SpectraStrike Integration API (Legacy Status)

Status: Retired from public client API in Phase 0 Sprint 0.1.

Public endpoints under /api/v1/integrations/spectrastrike/* are no longer part of the client API surface and must not be reintroduced.

Current Supported Integration Path

SpectraStrike integration is now supported only through the hardened internal telemetry gateway and federation verification model documented here:

• Secure SpectraStrike ↔ VectorVue Integration Manual
• Security Expansion Appendix
• Product Roadmap

Internal Cognitive API (Sprint 31 Alignment)

These endpoints are internal-only and protected by the same mTLS + signature controls as telemetry ingest:

• POST /internal/v1/cognitive/execution-graph
• POST /internal/v1/cognitive/feedback/adjustments/query

Feedback responses are signed and replay-protected.

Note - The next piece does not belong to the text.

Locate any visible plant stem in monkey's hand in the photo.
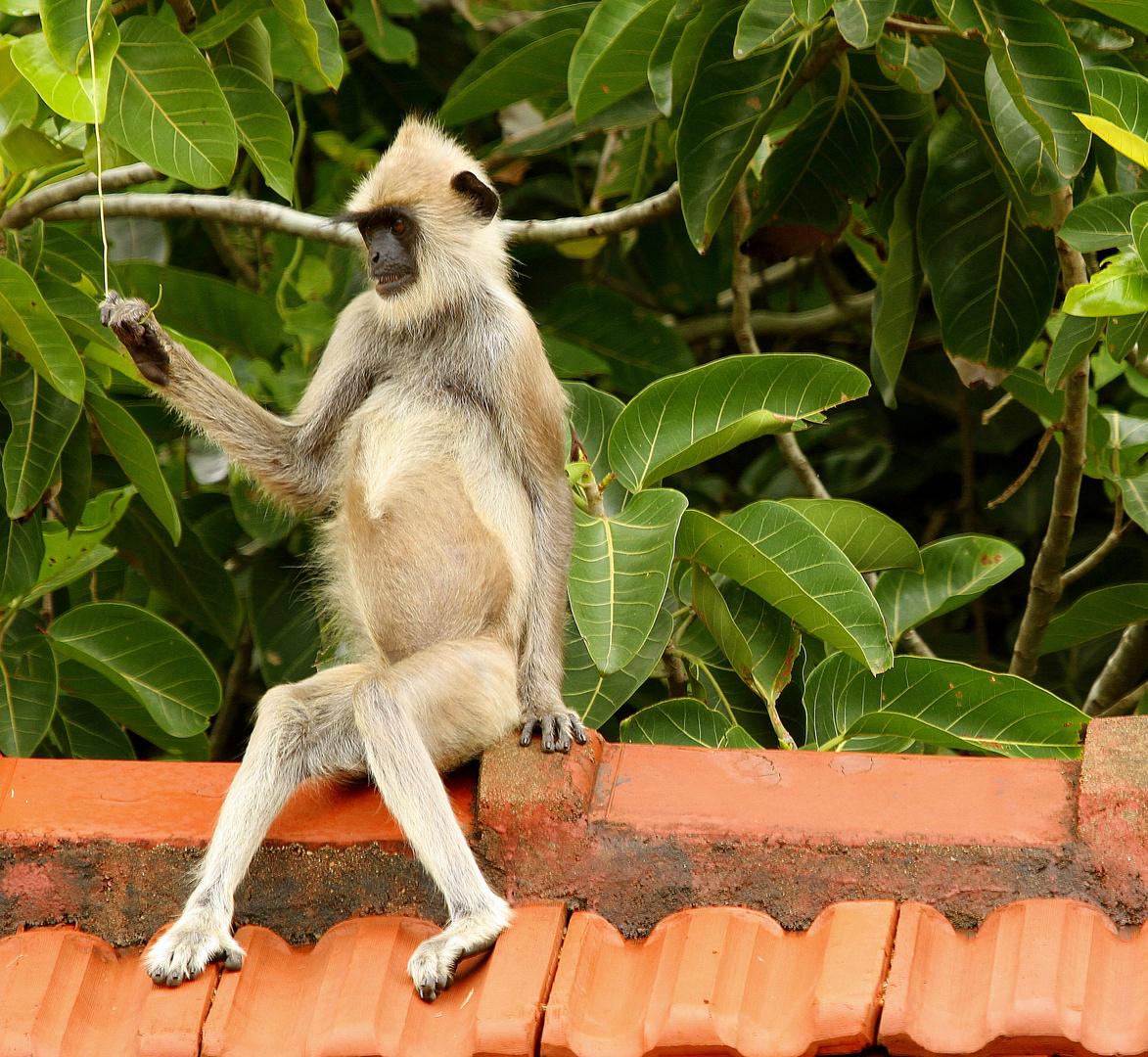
[100,291,172,386]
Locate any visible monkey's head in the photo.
[341,117,509,310]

SpectraStrike must reject any response missing:

• signature
• signed_at
• nonce
• schema_version

Each feedback item must include:

• tenant_id
• execution_fingerprint
• target_urn
• action
• confidence
• rationale
• timestamp
• schema_version

Cognitive request payloads must include operator_id and the gateway enforces operator_id -> tenant_id mapping on both graph ingest and feedback query routes.

Security Requirements (Current)

• Zero-trust service-to-service communication.
• Mandatory mTLS certificate identity validation.
• Mandatory Ed25519 payload signatures.
• Replay protection (timestamp window + nonce enforcement).
• Tenant mapping enforcement through signed metadata.
• Tamper-evident logging of accept/reject outcomes.
• Signed feedback response verification before policy binding.
• Feedback replay rejection (response nonce + signed timestamp window).

Prohibited Patterns

• Shared secrets between SpectraStrike and VectorVue services.
• Unsigned telemetry ingestion.
• Public client API write endpoints for telemetry ingestion.
• mTLS bypass or optional certificate identity checks.